Loyola Chicago School of Law wins moot court

by Pete Rosenbery

CARBONDALE, Ill. -- For a second consecutive year, a team from Loyola University Chicago School of Law won the National Health Law Moot Court competition at Southern Illinois University School of Law.

The team of James D'Angelo and Carrie Gilbert defeated a team from South Texas College of Law in the Nov. 3 finals at Southern Illinois University Carbondale. The title is the third for Loyola University Chicago School of Law in the competition's 21-year history, and also the third in four years. The university beat a team from South Texas College of Law in last year's finals.

The winning team earned a $1,000 scholarship from the American College of Legal Medicine, and another $500 scholarship for the best legal brief. In addition, The Journal of Legal Medicine will publish the brief.

There were 30 teams representing 22 law schools in this year's competition -- the nation's only health law moot court event.

The law school's Center for Health Law and Policy, the School of Medicine's Department of Medical Humanities, the American College of Legal Medicine (ACLM), and the American College of Legal Medicine Foundation co-sponsor the event.

D'Angelo earned best overall oralist honors and received a $500 scholarship from the legal medicine foundation, and $250 from the law school's Center for Health Law and Policy for winning best preliminary round oralist honors.

The team of Adam Anthony, Elizabeth Edwards and William Wright of South Texas College of Law received a $750 scholarship, also from the ACLM, for finishing second. South Texas College of Law has seven overall titles, the last coming in 2010.

The team of Donald Burton and Wesley Walterscheid of Faulkner University School of Law in Montgomery, Ala., received a $500 scholarship from the legal medicine foundation for finishing third.

Joseph Cooch and Elizabeth Winchell of Hamline University School of Law in St. Paul, Minn., submitted the second-place legal brief and received a $250 scholarship from the law school's Center for Health Law and Policy.

This year's fictitious class action lawsuit before the U.S. Supreme Court involved whether there is a constitutional right to confidentiality and information privacy involving electronic patient medical records after a hacker illegally downloads material from a computer server of several community-operated municipal health clinics.

"The competition went very well," said W. Eugene Basanta, the Southern Illinois Healthcare Professor of Law and director of the law school's Center for Health Law and Policy. "Student-competitors, coaches, and judges all thought this year's problem was interesting, challenging and well-balanced. The judges all expressed how impressive the competing students were in their oral arguments, and how well our moot court board students did in hosting the competition."
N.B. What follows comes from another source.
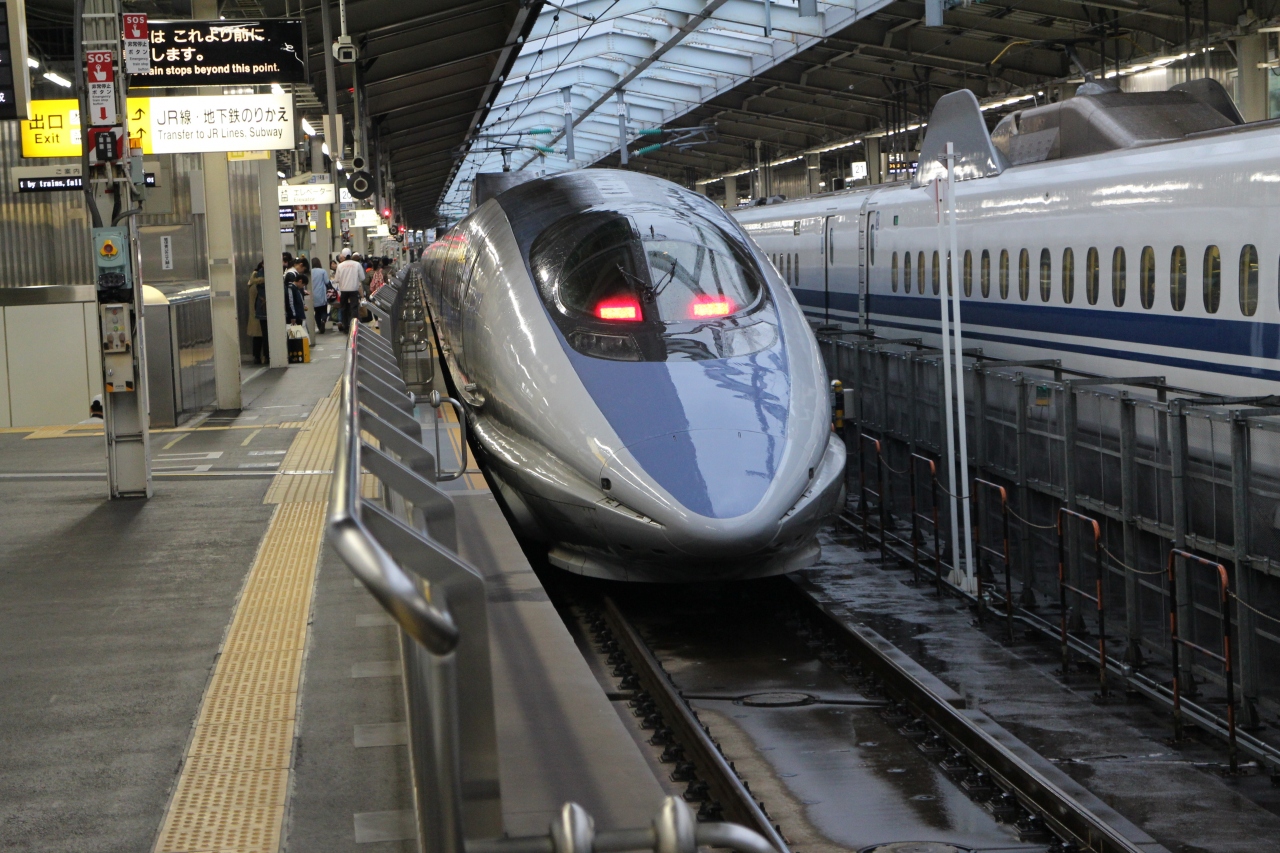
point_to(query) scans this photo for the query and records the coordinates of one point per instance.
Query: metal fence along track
(1159, 470)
Panelists for Saturday's final round were Michael S. Kanne, who serves on the U.S. 7th Circuit Court of Appeals; U.S. District Court Chief Judge David R. Herndon of the Southern District of Illinois, Dr. Kent Harshbarger, ACLM president and a forensic pathologist in the Montgomery County Coroner's Office in Dayton, Ohio, and Jane Bambauer, a visiting associate professor of law at the University of Arizona James E. Rogers College of Law, who authored this year's moot court problem.
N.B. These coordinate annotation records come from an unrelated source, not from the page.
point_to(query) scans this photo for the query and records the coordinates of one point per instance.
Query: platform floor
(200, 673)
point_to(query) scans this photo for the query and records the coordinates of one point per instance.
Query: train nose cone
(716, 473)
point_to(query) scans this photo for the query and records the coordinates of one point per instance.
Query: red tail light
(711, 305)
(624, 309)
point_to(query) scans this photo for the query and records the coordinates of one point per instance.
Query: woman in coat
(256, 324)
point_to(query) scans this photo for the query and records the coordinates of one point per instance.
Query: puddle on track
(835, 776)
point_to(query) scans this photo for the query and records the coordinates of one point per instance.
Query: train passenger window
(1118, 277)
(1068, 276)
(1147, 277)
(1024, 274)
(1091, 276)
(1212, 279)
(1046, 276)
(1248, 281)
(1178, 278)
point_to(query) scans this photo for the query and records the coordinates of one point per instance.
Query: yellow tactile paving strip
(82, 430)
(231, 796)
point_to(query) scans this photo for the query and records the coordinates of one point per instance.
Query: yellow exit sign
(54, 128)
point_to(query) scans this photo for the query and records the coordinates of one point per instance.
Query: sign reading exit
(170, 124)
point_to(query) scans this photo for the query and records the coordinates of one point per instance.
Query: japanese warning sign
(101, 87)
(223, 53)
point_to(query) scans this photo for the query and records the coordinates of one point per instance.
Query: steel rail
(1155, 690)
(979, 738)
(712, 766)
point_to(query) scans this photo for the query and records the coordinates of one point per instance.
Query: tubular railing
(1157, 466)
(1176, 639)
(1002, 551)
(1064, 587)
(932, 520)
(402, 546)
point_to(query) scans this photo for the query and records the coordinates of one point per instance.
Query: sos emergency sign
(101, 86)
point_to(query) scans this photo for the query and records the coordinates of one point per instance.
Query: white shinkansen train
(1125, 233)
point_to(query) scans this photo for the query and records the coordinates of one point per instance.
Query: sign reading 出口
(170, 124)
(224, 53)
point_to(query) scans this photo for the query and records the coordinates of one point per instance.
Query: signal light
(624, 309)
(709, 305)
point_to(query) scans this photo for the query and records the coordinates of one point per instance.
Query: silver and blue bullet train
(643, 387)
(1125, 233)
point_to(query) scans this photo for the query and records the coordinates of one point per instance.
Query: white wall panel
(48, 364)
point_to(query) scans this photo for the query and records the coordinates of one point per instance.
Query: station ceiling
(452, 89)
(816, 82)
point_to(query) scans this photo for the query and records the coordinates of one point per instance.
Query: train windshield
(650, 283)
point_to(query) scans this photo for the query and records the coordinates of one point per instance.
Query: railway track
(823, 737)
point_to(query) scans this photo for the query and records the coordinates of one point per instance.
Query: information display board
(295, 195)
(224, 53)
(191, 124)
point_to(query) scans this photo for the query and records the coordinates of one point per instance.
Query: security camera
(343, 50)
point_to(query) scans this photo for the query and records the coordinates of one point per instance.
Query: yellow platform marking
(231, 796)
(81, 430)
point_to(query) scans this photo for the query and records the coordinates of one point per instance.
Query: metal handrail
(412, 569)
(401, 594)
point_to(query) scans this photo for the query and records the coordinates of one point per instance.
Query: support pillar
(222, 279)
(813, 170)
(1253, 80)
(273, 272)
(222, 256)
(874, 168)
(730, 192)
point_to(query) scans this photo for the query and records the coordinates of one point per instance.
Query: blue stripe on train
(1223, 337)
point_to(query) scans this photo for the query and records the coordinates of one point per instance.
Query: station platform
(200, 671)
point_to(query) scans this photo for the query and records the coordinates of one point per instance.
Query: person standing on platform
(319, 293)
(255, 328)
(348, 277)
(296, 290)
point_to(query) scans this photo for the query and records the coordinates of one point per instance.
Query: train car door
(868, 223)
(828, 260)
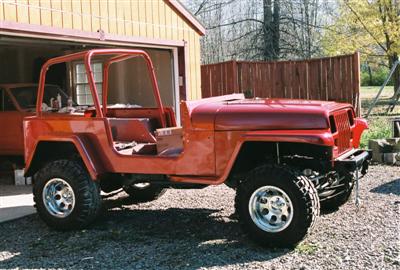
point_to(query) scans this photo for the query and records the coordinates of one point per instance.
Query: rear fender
(47, 149)
(314, 137)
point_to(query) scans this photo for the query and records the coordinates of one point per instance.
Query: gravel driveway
(193, 229)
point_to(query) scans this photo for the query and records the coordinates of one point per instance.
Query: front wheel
(277, 206)
(65, 196)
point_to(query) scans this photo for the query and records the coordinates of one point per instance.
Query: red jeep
(17, 101)
(285, 158)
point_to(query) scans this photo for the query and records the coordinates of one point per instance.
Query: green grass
(379, 128)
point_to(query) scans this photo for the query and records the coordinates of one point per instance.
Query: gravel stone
(195, 229)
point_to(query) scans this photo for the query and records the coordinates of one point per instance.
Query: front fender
(360, 125)
(37, 154)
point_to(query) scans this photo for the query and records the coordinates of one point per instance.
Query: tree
(371, 26)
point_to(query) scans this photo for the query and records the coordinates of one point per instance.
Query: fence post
(357, 83)
(235, 82)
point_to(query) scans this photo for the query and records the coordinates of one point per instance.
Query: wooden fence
(334, 78)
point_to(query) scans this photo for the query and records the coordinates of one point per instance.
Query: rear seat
(140, 130)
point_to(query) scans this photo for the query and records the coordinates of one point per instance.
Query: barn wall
(151, 19)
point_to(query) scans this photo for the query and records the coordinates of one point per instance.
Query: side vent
(332, 124)
(351, 117)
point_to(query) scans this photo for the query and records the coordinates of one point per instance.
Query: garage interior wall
(129, 81)
(135, 18)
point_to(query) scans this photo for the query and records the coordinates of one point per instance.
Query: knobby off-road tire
(144, 192)
(337, 201)
(65, 196)
(279, 191)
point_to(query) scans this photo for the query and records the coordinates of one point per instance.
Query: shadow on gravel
(393, 187)
(174, 238)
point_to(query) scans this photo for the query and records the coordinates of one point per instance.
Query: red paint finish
(11, 135)
(214, 129)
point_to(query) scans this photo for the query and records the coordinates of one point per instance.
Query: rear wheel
(276, 206)
(65, 196)
(144, 192)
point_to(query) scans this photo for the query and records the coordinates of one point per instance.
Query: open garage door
(21, 60)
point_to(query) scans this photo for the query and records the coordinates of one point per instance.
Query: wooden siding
(333, 78)
(144, 18)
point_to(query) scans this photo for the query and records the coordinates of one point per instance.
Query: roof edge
(187, 16)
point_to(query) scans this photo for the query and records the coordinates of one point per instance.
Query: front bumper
(356, 159)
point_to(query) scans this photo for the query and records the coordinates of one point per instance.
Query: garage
(32, 33)
(35, 31)
(23, 58)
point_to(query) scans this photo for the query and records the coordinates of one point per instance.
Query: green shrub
(379, 128)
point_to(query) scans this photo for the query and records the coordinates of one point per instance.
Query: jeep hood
(264, 114)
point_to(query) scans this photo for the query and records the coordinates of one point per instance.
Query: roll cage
(118, 55)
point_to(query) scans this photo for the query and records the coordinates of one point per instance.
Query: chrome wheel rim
(271, 209)
(58, 198)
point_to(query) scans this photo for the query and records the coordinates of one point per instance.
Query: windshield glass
(26, 96)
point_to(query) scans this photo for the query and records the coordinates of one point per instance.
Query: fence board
(335, 78)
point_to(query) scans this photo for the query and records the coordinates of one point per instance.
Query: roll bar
(86, 56)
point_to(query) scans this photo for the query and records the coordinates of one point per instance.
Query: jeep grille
(343, 131)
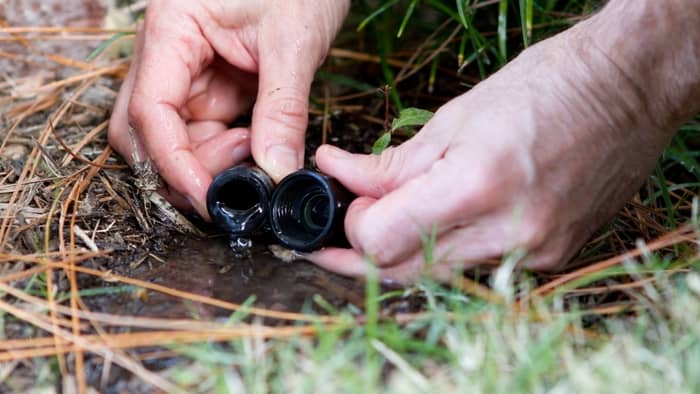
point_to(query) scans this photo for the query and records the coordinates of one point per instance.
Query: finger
(224, 150)
(221, 93)
(376, 175)
(280, 115)
(456, 251)
(446, 196)
(153, 108)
Participating law schools were: Baylor Law School; Boston University School of Law; Belmont University College of Law, Franklin, Tenn.; DePaul University College of Law; Faulkner University Jones School of Law, Montgomery, Ala.; George Mason University School of Law; Georgia State University College of Law, Atlanta; Hamline University School of Law, St. Paul, Minn.; Indiana University School of Law-Indianapolis; Loyola University Chicago School of Law; Michigan State University College of Law; Northeastern University School of Law, Boston; Nova Southeastern University Shepard Broad Law Center, Davie, Fla.; St. Louis University School of Law; Seton Hall School of Law, Newark N.J.; South Texas College of Law, Houston; Suffolk University Law School, Boston; University of Notre Dame Law School, South Bend, Ind.; University of Pittsburgh School of Law; University of San Diego School of Law; University of Tulsa College of Law, and University of Washington School of Law.